Le Jury relève que la publicité visée par l’association plaignante est un appel au don de sang par l’établissement français du sang : « Cet été, donnez votre sangmais pas [écrit en plus petit] …à n’importe qui », le tout inscrit sur un paysage stylisé de flots marins, d’où émerge, sous un beau soleil et quelques nuages, un aileron de requin.

Le Jury relève que la publicité s’inscrit très nettement dans un registre de second degré afin de susciter une réaction du public non pas pour appeler à une chasse au requin mais bien, plutôt, pour encourager le don du sang dont la fonction est essentielle et même vitale.

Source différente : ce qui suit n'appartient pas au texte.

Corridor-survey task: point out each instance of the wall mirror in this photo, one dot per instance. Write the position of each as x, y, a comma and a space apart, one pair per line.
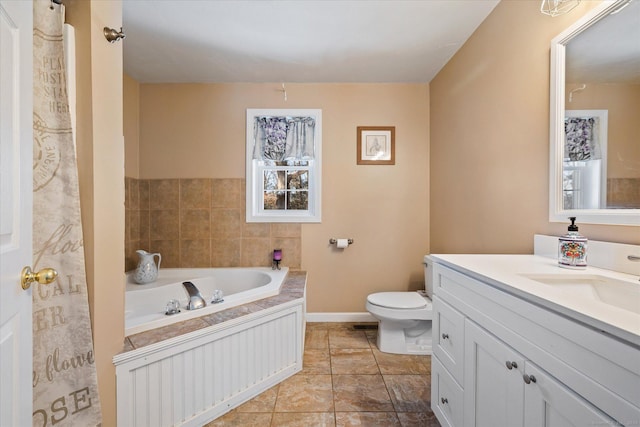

Ainsi, d’abord, le message par sa dimension dans l’affiche et par son texte est sans ambiguïté sur l’objectif de santé publique.

Ensuite, tant ce registre de l’humour et du second degré immédiatement perceptible, que le visuel lui-même qui n’est en rien réaliste (représentation des flots, du soleil et des nuages, choix des couleurs), créent une distance qui neutralise la crainte que pourrait éventuellement susciter la présence d’un requin dans la mer, ce dernier n’étant utilisé qu’à des fins purement humoristique.

Au total, le Jury estime que l’affiche n’est donc pas de nature à relancer ou même entretenir la phobie, ni la diabolisation des requins.

En conséquence, le Jury considère que la publicité en cause ne méconnaît pas les dispositions précitées.

Avis adopté le 12 septembre 2025 par M. Aparisi, Vice-Président, Mmes Boissier, Charlot et Lenain, ainsi que MM. Le Gouvello, Lucas-Boursier et Thomelin.